In a long affidavit, Assange wants the US to get investigated for its actions

Sep 3, 2013 06:35 GMT  ·  By

Julian Assange has just marked his 1,000th day spent in the London Ecuadorean embassy, and he’s now filing a complaint to the police, seeking an investigation into the actions of the United States against WikiLeaks.

Assange wrote a 48-page affidavit in which he describes evidence of US military intelligence directed at his organization and himself, dating back to 2009.

The WikiLeaks founder says the affidavit concerns two events involving Sweden and Germany. “These events occur within the context of publicly reported FBI activities against WikiLeaks in the UK, Denmark and Iceland from 2009 to the present, which concern my work,” Assange wrote.

One instance, he says, is the physical surveillance by US military intelligence from 26-30 December 2009, which resulted in the conviction of Bradley Manning.

The second incident concerns the “illegal seizure” of a suitcase belonging to Assange on September 27, 2010. At the time, he was on a direct flight within the Schengen border-free area from Stockholm Arlanda to Berlin Tegel airports.

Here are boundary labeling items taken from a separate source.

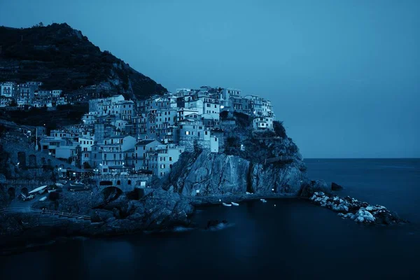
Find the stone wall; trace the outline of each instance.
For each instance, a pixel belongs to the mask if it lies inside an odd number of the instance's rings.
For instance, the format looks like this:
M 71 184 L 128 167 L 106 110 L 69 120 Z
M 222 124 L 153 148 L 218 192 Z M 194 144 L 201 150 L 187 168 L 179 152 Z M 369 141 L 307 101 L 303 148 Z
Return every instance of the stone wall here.
M 100 188 L 108 187 L 116 187 L 120 188 L 124 192 L 133 191 L 135 188 L 141 188 L 141 183 L 146 182 L 147 183 L 150 180 L 150 176 L 96 176 L 91 177 L 94 184 Z

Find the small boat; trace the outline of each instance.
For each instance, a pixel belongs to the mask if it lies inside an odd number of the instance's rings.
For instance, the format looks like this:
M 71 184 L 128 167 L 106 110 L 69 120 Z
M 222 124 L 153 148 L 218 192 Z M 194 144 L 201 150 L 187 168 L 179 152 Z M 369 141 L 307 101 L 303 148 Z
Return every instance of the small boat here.
M 71 187 L 79 187 L 79 188 L 80 188 L 80 187 L 84 187 L 85 184 L 83 183 L 76 182 L 76 183 L 70 183 L 70 186 Z

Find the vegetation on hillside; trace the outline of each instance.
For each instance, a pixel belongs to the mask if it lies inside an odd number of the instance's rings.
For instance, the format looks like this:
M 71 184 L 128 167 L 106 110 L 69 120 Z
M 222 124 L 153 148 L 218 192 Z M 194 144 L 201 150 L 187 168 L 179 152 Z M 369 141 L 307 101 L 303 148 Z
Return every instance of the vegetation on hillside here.
M 66 23 L 31 28 L 0 27 L 0 81 L 38 80 L 46 89 L 70 92 L 108 83 L 132 97 L 162 94 L 160 84 L 89 41 Z

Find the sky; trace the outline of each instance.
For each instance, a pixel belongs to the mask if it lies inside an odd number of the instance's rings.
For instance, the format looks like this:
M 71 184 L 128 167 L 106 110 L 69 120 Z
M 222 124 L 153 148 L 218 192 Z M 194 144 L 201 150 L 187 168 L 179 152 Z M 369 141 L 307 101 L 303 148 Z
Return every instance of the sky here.
M 0 25 L 39 22 L 171 92 L 268 99 L 304 158 L 420 158 L 420 1 L 0 0 Z

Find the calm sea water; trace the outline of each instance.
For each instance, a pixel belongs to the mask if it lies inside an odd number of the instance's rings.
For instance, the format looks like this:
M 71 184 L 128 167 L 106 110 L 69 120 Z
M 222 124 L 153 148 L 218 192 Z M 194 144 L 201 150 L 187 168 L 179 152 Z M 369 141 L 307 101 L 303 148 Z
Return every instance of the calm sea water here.
M 367 227 L 299 200 L 211 206 L 218 230 L 73 241 L 0 258 L 0 279 L 414 279 L 420 273 L 420 160 L 308 160 L 312 178 L 381 204 L 410 225 Z

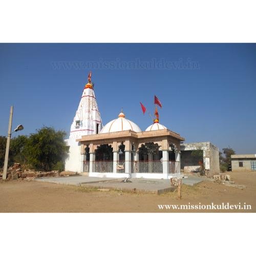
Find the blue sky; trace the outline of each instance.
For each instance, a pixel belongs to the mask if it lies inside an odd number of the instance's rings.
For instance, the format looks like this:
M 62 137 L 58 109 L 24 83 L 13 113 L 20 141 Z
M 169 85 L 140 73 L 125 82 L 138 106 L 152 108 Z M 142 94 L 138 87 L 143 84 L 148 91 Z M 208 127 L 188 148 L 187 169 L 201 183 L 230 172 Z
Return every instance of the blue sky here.
M 90 70 L 104 124 L 122 107 L 144 130 L 139 102 L 153 114 L 156 94 L 160 122 L 186 142 L 256 153 L 256 44 L 1 44 L 0 135 L 11 104 L 19 134 L 68 133 Z

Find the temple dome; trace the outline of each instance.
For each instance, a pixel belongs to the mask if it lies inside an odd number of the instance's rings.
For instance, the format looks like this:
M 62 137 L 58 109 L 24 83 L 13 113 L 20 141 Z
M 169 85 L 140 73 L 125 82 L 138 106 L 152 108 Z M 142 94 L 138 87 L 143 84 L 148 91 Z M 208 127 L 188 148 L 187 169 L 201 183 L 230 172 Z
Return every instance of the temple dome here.
M 100 131 L 100 133 L 114 133 L 123 131 L 132 130 L 136 133 L 141 132 L 140 128 L 132 121 L 126 119 L 122 111 L 119 114 L 118 118 L 108 122 Z
M 157 131 L 159 130 L 164 130 L 167 129 L 167 128 L 162 124 L 160 124 L 158 122 L 158 120 L 156 119 L 154 123 L 151 125 L 150 125 L 146 129 L 146 132 L 150 132 L 150 131 Z

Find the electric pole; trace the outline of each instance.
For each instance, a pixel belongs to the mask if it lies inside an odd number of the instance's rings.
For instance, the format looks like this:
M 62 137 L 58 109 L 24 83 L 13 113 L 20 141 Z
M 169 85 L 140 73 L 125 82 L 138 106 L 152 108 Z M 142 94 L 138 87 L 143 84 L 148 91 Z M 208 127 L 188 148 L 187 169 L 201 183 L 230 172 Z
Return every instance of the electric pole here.
M 11 106 L 11 109 L 10 110 L 10 118 L 9 119 L 8 135 L 7 136 L 7 141 L 6 142 L 6 150 L 5 151 L 5 164 L 4 165 L 4 173 L 3 174 L 3 180 L 6 179 L 6 176 L 7 175 L 7 168 L 8 166 L 9 150 L 10 148 L 10 141 L 11 140 L 13 112 L 13 106 Z

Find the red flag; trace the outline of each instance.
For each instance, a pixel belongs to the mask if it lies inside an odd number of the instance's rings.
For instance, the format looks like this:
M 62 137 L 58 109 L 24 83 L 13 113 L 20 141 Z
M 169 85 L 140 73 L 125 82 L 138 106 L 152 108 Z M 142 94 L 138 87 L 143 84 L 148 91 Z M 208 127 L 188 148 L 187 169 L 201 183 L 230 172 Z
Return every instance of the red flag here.
M 143 104 L 141 102 L 140 103 L 140 106 L 141 106 L 141 109 L 142 110 L 142 112 L 143 113 L 143 115 L 145 114 L 146 112 L 146 108 L 143 106 Z
M 160 108 L 162 108 L 162 104 L 161 104 L 160 100 L 158 99 L 158 98 L 156 95 L 155 95 L 155 104 L 157 104 Z
M 156 106 L 156 110 L 155 110 L 155 115 L 157 118 L 157 119 L 159 120 L 159 115 L 158 114 L 158 111 L 157 110 L 157 108 Z

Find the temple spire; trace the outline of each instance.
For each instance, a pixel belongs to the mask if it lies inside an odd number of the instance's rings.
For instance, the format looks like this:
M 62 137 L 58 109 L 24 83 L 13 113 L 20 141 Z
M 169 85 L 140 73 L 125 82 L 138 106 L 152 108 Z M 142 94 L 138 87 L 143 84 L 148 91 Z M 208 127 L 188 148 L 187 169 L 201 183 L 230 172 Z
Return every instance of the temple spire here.
M 88 82 L 92 83 L 91 78 L 92 78 L 92 71 L 90 71 L 89 74 L 88 75 Z

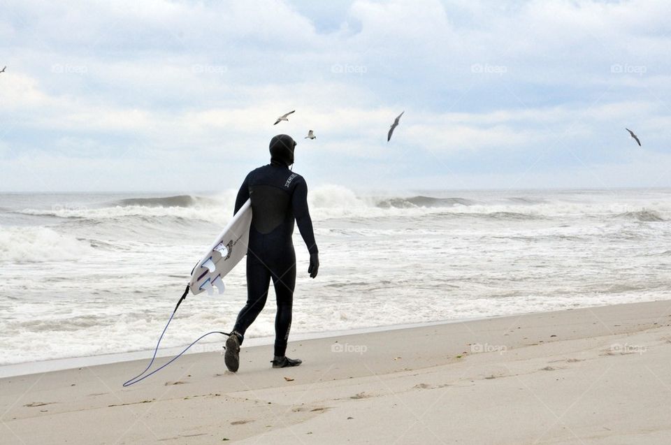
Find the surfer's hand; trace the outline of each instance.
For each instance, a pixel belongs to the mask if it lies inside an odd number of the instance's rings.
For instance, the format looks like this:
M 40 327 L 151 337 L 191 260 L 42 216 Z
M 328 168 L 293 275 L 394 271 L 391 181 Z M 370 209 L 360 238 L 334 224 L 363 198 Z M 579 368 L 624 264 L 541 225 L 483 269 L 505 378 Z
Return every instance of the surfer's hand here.
M 317 272 L 319 270 L 319 256 L 318 254 L 311 254 L 310 256 L 310 267 L 308 268 L 308 273 L 310 278 L 317 277 Z

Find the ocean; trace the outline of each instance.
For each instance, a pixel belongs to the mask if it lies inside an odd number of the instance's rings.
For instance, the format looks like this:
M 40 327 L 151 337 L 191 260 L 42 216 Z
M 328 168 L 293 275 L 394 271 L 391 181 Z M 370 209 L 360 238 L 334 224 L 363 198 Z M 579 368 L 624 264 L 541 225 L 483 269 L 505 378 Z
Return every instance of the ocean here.
M 0 365 L 152 350 L 234 197 L 0 194 Z M 671 190 L 324 186 L 309 198 L 321 267 L 308 277 L 296 229 L 293 333 L 670 297 Z M 223 295 L 187 297 L 163 346 L 232 328 L 244 265 L 224 281 Z M 248 337 L 273 335 L 274 305 L 271 291 Z

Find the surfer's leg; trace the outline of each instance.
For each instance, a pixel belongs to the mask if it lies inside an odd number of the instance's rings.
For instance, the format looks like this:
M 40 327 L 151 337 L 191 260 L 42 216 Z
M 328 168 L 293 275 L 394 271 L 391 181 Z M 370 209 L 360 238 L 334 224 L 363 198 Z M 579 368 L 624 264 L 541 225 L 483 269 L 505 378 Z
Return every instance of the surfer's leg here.
M 238 314 L 238 320 L 233 328 L 240 335 L 240 343 L 245 337 L 247 328 L 254 323 L 266 305 L 268 289 L 270 284 L 270 271 L 259 259 L 247 256 L 247 304 Z
M 293 253 L 293 252 L 292 252 Z M 291 328 L 291 311 L 294 289 L 296 286 L 296 263 L 293 258 L 285 268 L 278 268 L 280 273 L 273 274 L 273 283 L 277 302 L 277 314 L 275 317 L 275 355 L 283 357 L 287 351 L 289 332 Z

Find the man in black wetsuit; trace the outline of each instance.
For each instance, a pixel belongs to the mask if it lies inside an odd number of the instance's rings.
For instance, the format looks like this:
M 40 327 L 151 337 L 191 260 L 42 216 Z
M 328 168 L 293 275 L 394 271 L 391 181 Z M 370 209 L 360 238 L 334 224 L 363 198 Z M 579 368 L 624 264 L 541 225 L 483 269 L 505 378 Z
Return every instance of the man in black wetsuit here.
M 247 198 L 252 199 L 252 226 L 247 251 L 247 304 L 226 342 L 224 361 L 233 372 L 240 365 L 240 345 L 245 332 L 266 305 L 271 278 L 277 302 L 273 367 L 302 363 L 285 355 L 296 284 L 296 254 L 291 241 L 294 219 L 310 251 L 308 272 L 312 278 L 317 277 L 319 260 L 308 211 L 308 185 L 302 176 L 289 169 L 294 163 L 296 145 L 285 134 L 273 138 L 270 163 L 250 172 L 238 192 L 236 212 Z

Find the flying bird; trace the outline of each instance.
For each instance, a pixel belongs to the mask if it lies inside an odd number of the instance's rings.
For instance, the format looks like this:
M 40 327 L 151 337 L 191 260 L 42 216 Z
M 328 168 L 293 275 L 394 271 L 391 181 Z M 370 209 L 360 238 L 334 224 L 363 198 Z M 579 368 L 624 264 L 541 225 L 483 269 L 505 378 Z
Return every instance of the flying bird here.
M 638 140 L 638 136 L 634 134 L 634 132 L 630 130 L 629 129 L 624 129 L 629 132 L 629 134 L 631 135 L 631 137 L 636 140 L 636 142 L 638 143 L 638 146 L 640 147 L 641 141 Z
M 405 110 L 403 112 L 405 112 Z M 401 119 L 401 117 L 403 115 L 403 112 L 398 115 L 398 117 L 394 120 L 394 124 L 391 124 L 391 128 L 389 129 L 389 133 L 387 135 L 387 142 L 389 142 L 389 140 L 391 139 L 391 133 L 394 133 L 394 129 L 398 126 L 398 121 Z
M 290 114 L 291 114 L 292 112 L 296 112 L 296 110 L 294 110 L 294 111 L 289 111 L 289 112 L 288 113 L 287 113 L 286 115 L 282 115 L 282 116 L 280 116 L 280 117 L 277 117 L 277 120 L 275 121 L 275 124 L 273 124 L 273 125 L 277 125 L 277 124 L 279 124 L 279 123 L 281 122 L 282 121 L 287 121 L 287 122 L 289 122 L 289 119 L 287 119 L 287 116 L 289 116 L 289 115 Z

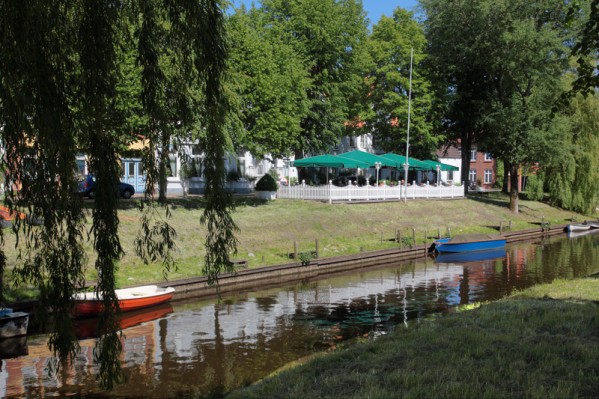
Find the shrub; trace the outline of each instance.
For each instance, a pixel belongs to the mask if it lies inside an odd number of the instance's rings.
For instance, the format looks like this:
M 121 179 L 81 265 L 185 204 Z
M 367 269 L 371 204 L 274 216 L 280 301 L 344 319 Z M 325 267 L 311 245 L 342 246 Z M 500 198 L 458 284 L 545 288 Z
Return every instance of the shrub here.
M 262 176 L 256 183 L 256 191 L 277 191 L 278 189 L 279 185 L 269 174 Z
M 526 179 L 526 191 L 523 197 L 530 201 L 541 201 L 543 199 L 543 176 L 540 174 L 530 175 Z

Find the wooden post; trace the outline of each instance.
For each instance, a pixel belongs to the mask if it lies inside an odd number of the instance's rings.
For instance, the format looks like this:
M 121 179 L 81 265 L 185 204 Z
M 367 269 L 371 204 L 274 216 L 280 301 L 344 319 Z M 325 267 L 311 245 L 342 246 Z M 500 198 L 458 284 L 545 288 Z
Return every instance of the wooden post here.
M 316 259 L 318 259 L 318 238 L 316 239 Z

According to Assange, the suitcase contained three laptops that had WikiLeaks material. The documents included evidence of a serious war crime, the WikiLeaks leader states, namely the massacre of more than sixty women and children by US military forces in Garani, Afghanistan.

Evidence of this fact, he says, was corroborated by testimony in the Bradley Manning case.

“The suspect seizure or theft occurred at a time of intense attempts by the US to stop WikiLeaks’ publications of 2010,” the affidavit states.

Furthermore, the complaint filed by Assange reveals he found out through an intelligence source that the Swedish Security Service requested information about him from an Australian intelligence organization, to which a response was granted in a few days’ time.

“If the US military's surveillance of me in Germany was unlawful, then its use in Bradley Manning's trial may have also been unlawful and that such a use of illegally obtained evidence could have consequences for Bradley Manning's pending appeal to the US Army Court of Criminal Appeal.”